Friday, December 19, 2008

Hamlet, sans Claws

So my Hammy kitten came home from the hospital today after staying overnight for his declaw surgery. Ugh, I cried all morning yesterday when we dropped him off...putting him in his carrier is probably just as emotionally traumatic for me as it is for him. He cries and it's like a knife in my heart. But all the staff at Banfield is very nice, and they are all smitten with my cutie, so I know he was in good hands. All the same, I know declawing is horrible, and all day yesterday I regretted it. Then I came home today and say his little hands, all matted with surgical glue (instead of stitches, which I feel is better)...I just burst into tears and buried my face in his fuzzy little tummy. He gave me a quick kiss, then decided it was a little too much closeness, and rolled over.

He seems to be feeling okay, though. He's eating and drinking normally, if not a little more than normally. He's very sleepy and groggy and will have to take medicines for a while, but he still looks at me with those big eyes and even purred quite profusely when I was petting him earlier. If I can still turn on the purr machine, I think we'll be just fine.

I'm just really really really stressed about him licking and nibbling at his wounds. The vet (and all the literature they sent home) says that it is normal, as long as he doesn't do in incessantly and obsessively. But now I'm the one obsessing...how much constitutes "excessive"? Ugh! If anyone reads this and can give advice, please do! I feel a call to Tara will come as soon as my free minutes kick in...I'm trying not to be an overprotective mommy, but how can I not? Ugh. Right now he is curled up in his bed snoozing away. I hope I'll be able to get some sleep tonight. I feel like I need to watch him every second lest he should hurt himself...I don't want him to reopen anything.

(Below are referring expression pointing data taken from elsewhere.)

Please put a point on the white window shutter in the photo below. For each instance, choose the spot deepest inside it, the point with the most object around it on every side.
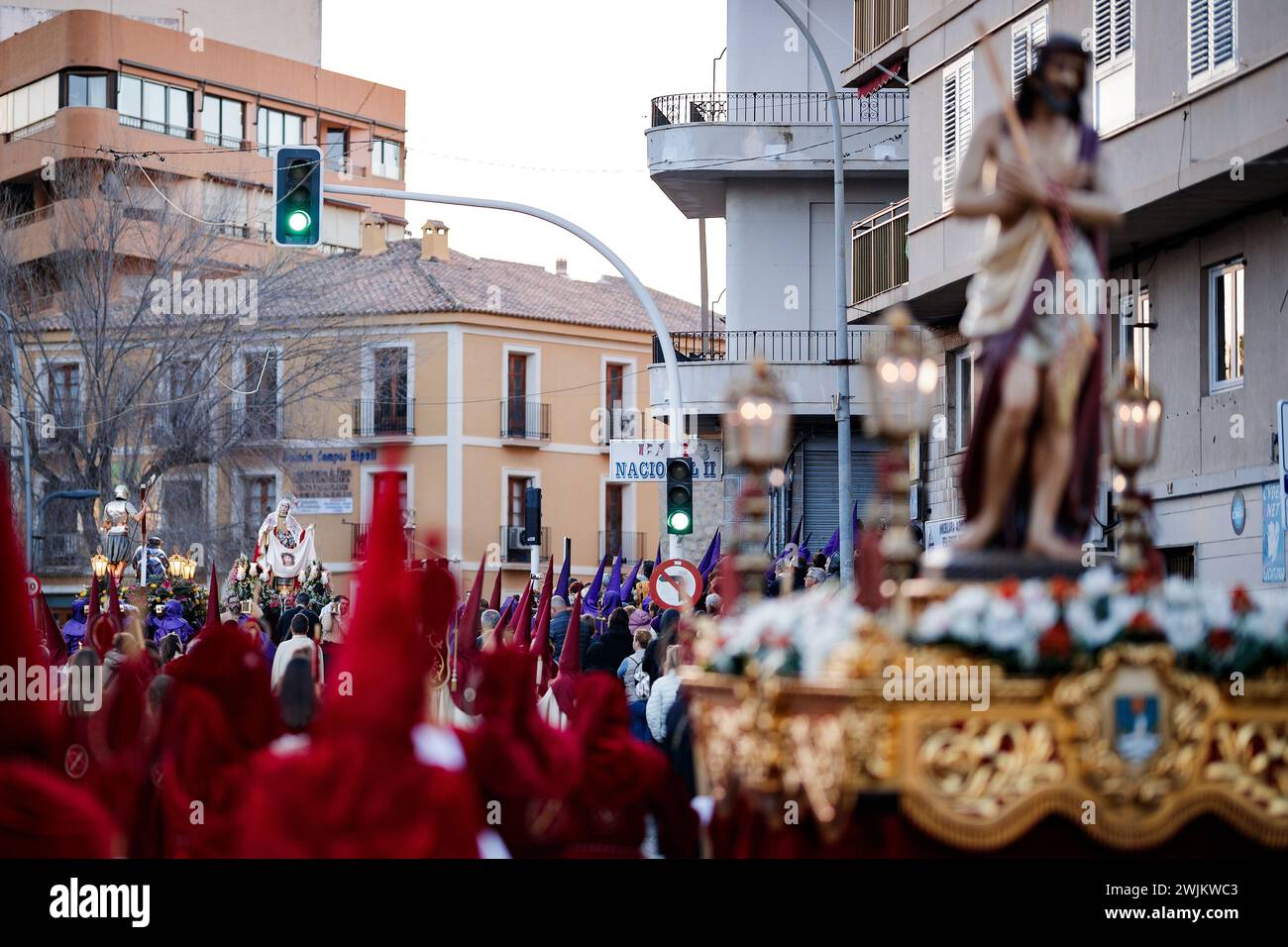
(1223, 31)
(1102, 27)
(1019, 55)
(1198, 38)
(948, 170)
(1124, 26)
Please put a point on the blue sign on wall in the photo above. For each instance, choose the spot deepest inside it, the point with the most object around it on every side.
(1271, 534)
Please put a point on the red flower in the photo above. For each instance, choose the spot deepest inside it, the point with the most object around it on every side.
(1141, 621)
(1055, 642)
(1240, 600)
(1063, 589)
(1220, 639)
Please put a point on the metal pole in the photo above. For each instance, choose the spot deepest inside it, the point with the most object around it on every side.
(842, 334)
(674, 395)
(26, 437)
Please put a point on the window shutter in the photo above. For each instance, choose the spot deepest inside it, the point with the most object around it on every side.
(949, 163)
(1199, 60)
(1124, 26)
(1103, 29)
(1223, 31)
(1019, 56)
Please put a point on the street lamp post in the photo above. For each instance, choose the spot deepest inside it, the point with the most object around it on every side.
(842, 334)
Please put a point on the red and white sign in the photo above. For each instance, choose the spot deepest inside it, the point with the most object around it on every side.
(675, 583)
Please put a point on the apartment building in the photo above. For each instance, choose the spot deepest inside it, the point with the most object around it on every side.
(473, 379)
(291, 29)
(200, 118)
(1186, 99)
(759, 155)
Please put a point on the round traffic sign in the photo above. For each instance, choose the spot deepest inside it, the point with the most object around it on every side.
(675, 583)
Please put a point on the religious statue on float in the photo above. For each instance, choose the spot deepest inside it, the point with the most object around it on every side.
(283, 547)
(116, 525)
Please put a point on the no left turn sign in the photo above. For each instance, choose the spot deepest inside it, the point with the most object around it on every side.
(675, 583)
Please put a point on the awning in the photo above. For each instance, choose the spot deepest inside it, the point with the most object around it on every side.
(880, 78)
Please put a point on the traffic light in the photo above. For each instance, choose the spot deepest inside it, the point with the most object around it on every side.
(679, 496)
(532, 517)
(297, 196)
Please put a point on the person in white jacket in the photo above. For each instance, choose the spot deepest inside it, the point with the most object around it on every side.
(662, 694)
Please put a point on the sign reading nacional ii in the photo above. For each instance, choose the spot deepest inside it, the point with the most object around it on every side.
(645, 460)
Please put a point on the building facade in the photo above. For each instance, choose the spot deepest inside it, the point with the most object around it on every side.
(760, 157)
(1184, 97)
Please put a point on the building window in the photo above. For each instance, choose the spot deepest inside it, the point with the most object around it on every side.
(1212, 34)
(958, 111)
(614, 495)
(261, 379)
(222, 121)
(1115, 34)
(336, 150)
(155, 107)
(1225, 325)
(386, 158)
(1025, 38)
(274, 129)
(86, 90)
(390, 390)
(1133, 341)
(516, 393)
(961, 385)
(29, 106)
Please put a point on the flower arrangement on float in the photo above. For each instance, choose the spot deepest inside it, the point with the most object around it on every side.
(1060, 625)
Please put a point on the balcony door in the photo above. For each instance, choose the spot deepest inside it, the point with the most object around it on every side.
(390, 376)
(614, 496)
(516, 393)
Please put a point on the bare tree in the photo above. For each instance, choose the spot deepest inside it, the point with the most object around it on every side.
(156, 326)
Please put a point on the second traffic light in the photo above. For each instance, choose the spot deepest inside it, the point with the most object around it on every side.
(679, 496)
(297, 196)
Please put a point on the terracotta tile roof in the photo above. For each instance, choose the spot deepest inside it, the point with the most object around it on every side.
(398, 281)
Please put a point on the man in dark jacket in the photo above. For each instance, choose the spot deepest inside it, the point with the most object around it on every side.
(303, 605)
(559, 616)
(614, 646)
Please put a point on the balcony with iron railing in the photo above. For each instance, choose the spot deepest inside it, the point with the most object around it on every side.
(804, 360)
(631, 545)
(524, 420)
(382, 419)
(515, 551)
(697, 142)
(880, 252)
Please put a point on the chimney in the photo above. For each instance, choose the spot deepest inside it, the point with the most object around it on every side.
(373, 235)
(433, 241)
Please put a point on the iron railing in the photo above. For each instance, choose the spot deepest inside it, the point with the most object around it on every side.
(514, 549)
(631, 545)
(887, 106)
(880, 245)
(876, 22)
(382, 419)
(524, 420)
(776, 346)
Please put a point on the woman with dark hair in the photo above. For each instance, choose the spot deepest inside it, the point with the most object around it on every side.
(170, 648)
(296, 696)
(614, 646)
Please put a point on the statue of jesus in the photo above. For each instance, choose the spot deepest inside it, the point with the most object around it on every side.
(1030, 471)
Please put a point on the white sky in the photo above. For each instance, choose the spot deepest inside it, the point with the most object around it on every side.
(493, 85)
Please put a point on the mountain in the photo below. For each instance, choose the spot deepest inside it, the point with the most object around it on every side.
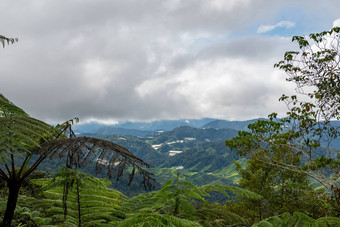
(237, 125)
(162, 125)
(136, 145)
(206, 157)
(195, 134)
(109, 130)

In other news, we had quite the wintry weather today. Nothing accumulated, and it was worse in Princeton where I work, but around noon it was really icy and awful. I hope the weather the rest of the weekend will begood enough for travel...TDangerous is supposed to come over tomorrow, and Mom is supposed to come up Sunday for shopping and hanging out.

Well, more to come as the saga continues. Everyone think happy thoughts for Hamlet tonight. : )

2 comments:

ash said...

Awww I want to meet Hammy so bad

Anonymous said...

After our mini discussion last night, I feel that Hammy will be just fine :) Except now I'm certain he doesn't care much for his Auntie T :( But I wish him (and you) a speedy recovery.